Carnet de bord # 3 Un jour, un chapitre

Par Jean Lambert-wild

 

Je me souviens très bien du soir où j’ai rencontré Charles-Ferdinand Ramuz. J’étais à Monthey en Suisse, en résidence au Théâtre du Crochetan. Quelques heures auparavant, nous discutions avec Lorenzo Malaguerra des textes que nous voulions interpréter ou adapter pour la scène. C’était une conversation passionnée. S’étaient invités à notre table Samuel Beckett, William Shakespeare, Shigeru Mizuki, Miguel de Cervantès, Elfried Jelinek, Jean-Luc Largarce, Zhang Leping, Catherine Lefeuvre, Jacques-Henri Bernardin de Saint-Pierre, Molière, Peter Handke et tant d’autres qui s’asseyaient un instant, enfiévraient nos yeux puis trinquaient avec nous d’une petite arvine au bonheur d’être en vie. Nous les saluions à grands gestes avec la reconnaissance que nous leur devions d’avoir la permission de nous prélasser dans ces prairies de mots qu’un beau soleil d’été nous offrait en pâturage. Nous allions nous séparer lorsque Lorenzo m’interpella avec son autorité douce de Valaisan. - « Et Ramuz ! » - « Ramuz ?» répondis-je bêtement « C’est qui ? ». La moue renfrognée de Lorenzo m’avertit sans que je puisse en douter que mon ignorance était une faute de goût, plus même, une insulte. - « Ramuz.. » dit-il « C’est l’auteur qui sculpte ces montagnes ! ». Lorenzo a cette faculté lyrique de vous assener une vérité comme un coup de piolet. Je répondis en m’agrippant à son bras - « Et bien mon ami, je vais le lire sans tarder et puis tu m’emmèneras en haut de ces montagnes que je ne connais pas». – « Tu feras bien ! » répondit-il en riant pour me rassurer de mon inculte balourdise.


 

Le soir même, dans la petite chambre qui me servait de refuge, il y avait posé sur mon lit un exemplaire broché de La Grande peur dans la montagne dans son édition Grasset de 1926. Le livre était défraichi, légèrement ébarbé. La couverture insolée avait des tâches brunes au nuances variées. Cet ouvrage avait dû faire la joie d’insectes bibliophages qui peut-être y vivaient encore. Il ne m’apparaissait pas bien prudent de les déranger.
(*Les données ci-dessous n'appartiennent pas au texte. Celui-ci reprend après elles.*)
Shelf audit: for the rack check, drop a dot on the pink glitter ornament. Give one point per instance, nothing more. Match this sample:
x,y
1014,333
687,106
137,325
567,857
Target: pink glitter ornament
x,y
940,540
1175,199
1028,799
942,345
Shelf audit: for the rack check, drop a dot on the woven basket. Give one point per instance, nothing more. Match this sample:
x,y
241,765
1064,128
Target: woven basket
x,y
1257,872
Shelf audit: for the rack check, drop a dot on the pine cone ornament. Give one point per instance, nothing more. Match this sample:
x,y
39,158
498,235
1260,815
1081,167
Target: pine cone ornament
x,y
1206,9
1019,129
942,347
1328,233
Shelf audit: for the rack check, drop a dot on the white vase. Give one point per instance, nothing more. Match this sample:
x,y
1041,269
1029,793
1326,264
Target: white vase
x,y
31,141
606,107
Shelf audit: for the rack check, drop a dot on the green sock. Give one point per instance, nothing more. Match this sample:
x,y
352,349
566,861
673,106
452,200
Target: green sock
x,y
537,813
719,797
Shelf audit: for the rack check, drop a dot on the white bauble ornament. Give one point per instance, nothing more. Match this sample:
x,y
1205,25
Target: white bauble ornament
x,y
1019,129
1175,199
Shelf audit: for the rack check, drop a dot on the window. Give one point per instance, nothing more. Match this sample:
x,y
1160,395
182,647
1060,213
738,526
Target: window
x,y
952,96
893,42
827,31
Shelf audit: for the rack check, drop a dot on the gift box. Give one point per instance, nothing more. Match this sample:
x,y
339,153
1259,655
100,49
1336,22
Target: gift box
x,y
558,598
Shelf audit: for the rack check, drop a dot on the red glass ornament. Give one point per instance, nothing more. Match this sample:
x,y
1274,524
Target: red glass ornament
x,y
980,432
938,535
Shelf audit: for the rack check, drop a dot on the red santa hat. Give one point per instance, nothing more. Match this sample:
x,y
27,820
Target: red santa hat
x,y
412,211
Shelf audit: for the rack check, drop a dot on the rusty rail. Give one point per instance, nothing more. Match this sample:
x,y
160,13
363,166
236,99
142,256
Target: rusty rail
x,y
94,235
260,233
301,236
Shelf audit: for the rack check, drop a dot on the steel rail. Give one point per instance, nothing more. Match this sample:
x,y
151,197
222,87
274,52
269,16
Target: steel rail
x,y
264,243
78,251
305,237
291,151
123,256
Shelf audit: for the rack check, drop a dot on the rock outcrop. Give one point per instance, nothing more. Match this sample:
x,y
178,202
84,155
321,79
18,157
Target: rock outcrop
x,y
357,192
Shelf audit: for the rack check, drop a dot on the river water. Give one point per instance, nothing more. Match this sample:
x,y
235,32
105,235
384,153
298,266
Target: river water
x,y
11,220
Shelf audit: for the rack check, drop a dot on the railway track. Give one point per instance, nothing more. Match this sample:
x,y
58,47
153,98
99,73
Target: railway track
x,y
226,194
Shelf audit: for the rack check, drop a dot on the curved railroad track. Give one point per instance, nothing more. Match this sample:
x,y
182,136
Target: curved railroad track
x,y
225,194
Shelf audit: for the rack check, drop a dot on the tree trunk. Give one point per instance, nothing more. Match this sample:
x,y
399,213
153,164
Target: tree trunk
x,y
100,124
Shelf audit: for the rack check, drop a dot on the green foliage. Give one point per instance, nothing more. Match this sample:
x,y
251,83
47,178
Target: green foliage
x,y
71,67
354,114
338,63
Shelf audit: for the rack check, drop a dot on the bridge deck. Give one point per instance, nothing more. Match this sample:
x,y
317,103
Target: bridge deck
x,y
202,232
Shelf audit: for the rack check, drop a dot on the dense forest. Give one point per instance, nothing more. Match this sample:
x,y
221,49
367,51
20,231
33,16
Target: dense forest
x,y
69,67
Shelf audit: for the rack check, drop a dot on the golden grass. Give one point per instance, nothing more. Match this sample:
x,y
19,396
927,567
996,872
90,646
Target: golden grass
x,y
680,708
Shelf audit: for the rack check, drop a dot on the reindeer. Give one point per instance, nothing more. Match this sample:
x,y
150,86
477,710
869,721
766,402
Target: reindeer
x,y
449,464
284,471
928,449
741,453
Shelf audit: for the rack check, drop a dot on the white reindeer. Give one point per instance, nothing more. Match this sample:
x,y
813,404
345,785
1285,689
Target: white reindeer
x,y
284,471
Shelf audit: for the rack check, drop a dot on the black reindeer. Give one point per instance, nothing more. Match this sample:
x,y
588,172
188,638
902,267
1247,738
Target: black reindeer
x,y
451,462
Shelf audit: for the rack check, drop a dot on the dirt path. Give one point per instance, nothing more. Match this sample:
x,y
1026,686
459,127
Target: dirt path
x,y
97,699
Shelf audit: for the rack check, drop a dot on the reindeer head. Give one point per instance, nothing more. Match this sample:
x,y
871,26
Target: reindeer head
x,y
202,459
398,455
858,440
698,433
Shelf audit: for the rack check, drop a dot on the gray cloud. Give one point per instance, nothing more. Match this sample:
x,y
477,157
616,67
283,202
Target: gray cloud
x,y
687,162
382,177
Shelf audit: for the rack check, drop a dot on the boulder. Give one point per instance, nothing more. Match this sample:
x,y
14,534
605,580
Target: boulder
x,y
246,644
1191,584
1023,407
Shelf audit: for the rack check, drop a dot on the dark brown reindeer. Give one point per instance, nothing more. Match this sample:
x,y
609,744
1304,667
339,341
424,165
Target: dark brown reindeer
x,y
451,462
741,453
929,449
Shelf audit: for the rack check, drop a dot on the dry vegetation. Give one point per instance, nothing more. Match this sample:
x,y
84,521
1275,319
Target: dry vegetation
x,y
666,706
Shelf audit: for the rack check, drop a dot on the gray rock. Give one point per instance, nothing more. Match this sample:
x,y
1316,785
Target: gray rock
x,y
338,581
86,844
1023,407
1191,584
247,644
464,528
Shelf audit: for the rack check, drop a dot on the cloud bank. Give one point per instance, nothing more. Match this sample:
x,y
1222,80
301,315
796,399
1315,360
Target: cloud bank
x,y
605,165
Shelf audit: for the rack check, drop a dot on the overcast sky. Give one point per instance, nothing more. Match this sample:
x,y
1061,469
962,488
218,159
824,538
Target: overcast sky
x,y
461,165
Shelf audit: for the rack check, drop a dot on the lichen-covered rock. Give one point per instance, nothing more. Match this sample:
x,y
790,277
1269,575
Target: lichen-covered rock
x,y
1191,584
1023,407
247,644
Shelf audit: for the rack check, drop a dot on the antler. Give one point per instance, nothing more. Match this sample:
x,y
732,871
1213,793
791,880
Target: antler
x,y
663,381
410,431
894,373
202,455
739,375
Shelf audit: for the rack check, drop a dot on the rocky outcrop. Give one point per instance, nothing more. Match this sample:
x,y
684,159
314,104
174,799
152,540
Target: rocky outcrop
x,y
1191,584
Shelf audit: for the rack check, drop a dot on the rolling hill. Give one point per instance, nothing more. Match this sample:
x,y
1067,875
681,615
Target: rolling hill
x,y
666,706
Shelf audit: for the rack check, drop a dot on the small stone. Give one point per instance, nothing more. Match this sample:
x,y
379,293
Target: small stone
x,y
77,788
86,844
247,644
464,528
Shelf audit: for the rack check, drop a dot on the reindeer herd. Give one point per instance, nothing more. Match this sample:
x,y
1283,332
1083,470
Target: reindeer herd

Étrangement ce livre me faisait peur. J’avais une grande réticence à m’en approcher. Certains livres sont plus que des livres. Je sais qu’ils contiennent des vies que je ne vivrai pas, des émotions que je ne connaitrai pas. C’est toujours avec respect que je demande à un livre de s’ouvrir et c’est toujours au murmure d’un merci que je le referme. Il émanait de ce livre une magie qui se diffusait sur la couette du lit, une force étrange qui colorait les murs de ma chambre. Il me semblait même qu’elle faisait trémuler la petite ampoule au plafond que je voyais lutter pour ne pas s’éteindre et dont la lumière jaunâtre paraissait malade. Je m’approchais doucement, pris le livre dans mes mains, le posais sur mes genoux. J’attendis. La nuit vint. Emporté par l’avalanche des douze coups répétés de la cloche de l’église qui résonnèrent dans la chambre comme si j’eu installé mon lit dans le clocher lui-même, j’ouvris le livre en retenant ma respiration.

 

Je fus tout de suite happé. Une fièvre s’empara de moi. Je sentais entre chaque mot la force des montagnes. Il me semblait que je suivais, hagard, une ombre qui trottait et sautait de phrase en phrase comme un chamois le ferait au flanc d’une falaise. A certains moments de ma lecture, épuisé de la suivre, je fus obligé de refermer l’ouvrage pour reprendre mon souffle. Mais ne pouvant pas rester plus longtemps indécis, à ne pas savoir si je devais me contenter de ce que j’étais ou si je devais oser l’aventure de mes incompris, je reprenais ma course pour, à la dernière page, atteindre une crête ensoleillée d’humanité que je ne soupçonnais pas.

C’est ainsi que je découvris « la parlure » de Ramuz. Et ce sentiment premier ne m’a jamais quitté. Je le retrouve à toutes mes lectures. 

En arrivant au milieu du stade de La Rabine, je fus saisi d’une émotion étonnante. Marchant vers le pupitre où m’attendait le premier chapitre de Si le soleil ne revenait pas, je revécus cette première nuit avec Ramuz, puis toutes les autres où j’avais réchauffé mon âme en lisant : Raison d’êtreLa beauté sur la terre, Derborence,AlineJean-Luc persécuté… Une œuvre qui s’adresse à chacun avec la rigueur de nous offrir un accès aux sommets.